Thursday, December 21, 2006

Mini-Review: "Sons of Fortune" by Jeffrey Archer

There are myriad reasons behind my choosing to read a book. It may be because I am returning to a proven author to read or re-read a masterpiece. If may be because the book has been recommended to me by someone who feels I would would enjoy it. It may be because I read a review that intrigued me. In the case of Jeffrey Archer´s novel, "Sons of Fortune," the reasons are more obscure. I had a chance to meet Jeffrey Archer shortly before he went to prison, and I was curious to see what kind of writing he would produce.

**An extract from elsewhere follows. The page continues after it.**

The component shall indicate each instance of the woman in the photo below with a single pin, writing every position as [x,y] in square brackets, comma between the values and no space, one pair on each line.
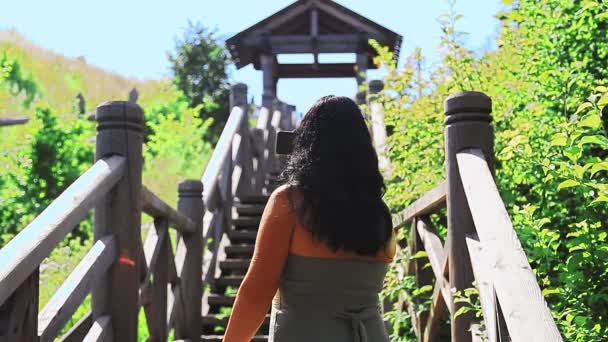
[325,238]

Most of you are aware that Archer is the UK´s bad boy former candidate for Prime Minister on the Tory ticket. He got himself into a bit of a bind, and spent some time as a guest of one Her Majesty´s gaols. I met Archer when he was appearing on stage in London in a play that he had penned. Co-starring in that play was my friend, Edward Petherbridge of the Royal Shakespeare Company. After the evening´s performance, Edward invited me back to his dressing room for a drink, and he introdiced me to Mr. Archer.

The story of the novel is boilerplate "twins separataed at birth" fodder. What struck me was Sir Jeffrey´s sloppy writing and the apparent absence of any serious editing. I will cite the most egregious example. Early in the book, the reader is treated to the phrase: "a former alumni"! This phrase is a double affront to the Queen´s English! Once one has graduated from a school, one cannot reverse the process and "ungraduate," so there do not exist any creatures called "former alumni." Anyone with Archer´s Oxford education (not to mention any editor not asleep at the switch) should be aware that "alumni" is the plural form of "alumnus." So, it is not possible for a single person to be an "alumni" -whether current or former. This kind of lazy writing is simply inexcusable. I will chalk it up to the distraction of Archer being detained as a guest of the Queen when he wrote this novel.

Archer gets a mulligan this time around, but if I read another of his novels with similar lapses, he will have lost me as a reader.